Grant and Lee certainly knew each other, but IIRC they hadn’t seen each other for years. Certainly they didn’t meet during the war, and I can’t think of a circumstance where they would even have the opportunity. (Unless they got really, really bored at Vicksburg.) What DID happen was Grant and Lee met at Appomattox and spent a great deal of time hanging out together and bullshitting… But Grant had come to accept Lee’s surrender so you can’t really say they met during hostilities.

Keep in mind, however, that in the AWI and ACW conflicts many Generals knew each other. In many cases they had attended academies or participated in campaigns together, before their differences drove them apart. It is entirely plausible that they would have been cordial before or after the war, and certainly plausible that they might have dined with an opposing commander who had surrendered or been captured.

I don’t think they had ever met. Washington never traveled to Europe and from what I can find Cornwallis had never been to America before 1776.

In the 18th and 19th centuries, captured officers would be shown every courtesy and dinner was quite likely if there was no actual battle going on. It was partly good manners, and partly self interest; because the tables may well be turned and both sides wanted to be treated well after capture.

It was also normal to exchange captured officers after a battle.

The closest to the OP’s description I heard of was that General Howe’s dog was somehow scooped up by the American forces and when General Washington heard about it, had the pup escorted under flag of truce to the British lines.
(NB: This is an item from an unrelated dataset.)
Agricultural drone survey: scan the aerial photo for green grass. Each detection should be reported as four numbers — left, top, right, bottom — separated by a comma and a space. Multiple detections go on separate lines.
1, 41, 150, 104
I don’t think Washington took the dog in person or anything, though.

If I’m to believe OBrien and Forester, officers would also be released if they’d simply promise to stay out of the war, on their honor as gentlemen. There’s a term for it but I can’t remember it.

Parole.

They gave their parole.

i dont think hitler and fdr would have gotten along

Well, then George Washington cheated at the battle of Trenton by getting a nighttime start on the march and river crossing.

I think he lied about the cherry tree too.

Even D Day was timed for after dawn. Stumbling around in the dark is no way to fight a battle.

General Charles Lee was an ex British officer. His loyalties to the revolution were somewhat questionable. Books and documentaries claim he told his Brit captures Washington’s tactics and plans. Even the circumstances of his capture and later release has been questioned. There were reports of his dining with the Brit officers while in custody.

Washington had to personally take charge of the Battle of Monmouth. Exposing our most important leader to direct enemy fire. Lee’s incompetence could have cost us our first president.
http://en.wikipedia.org/wiki/Charles_Lee_(general)

I should clarify…
General Charles Lee was suspected of gossiping with his British friends at those dinners. Perhaps unintentionally revealing information about Washington’s plans.

I’ve never seen any history books allege anything more than that.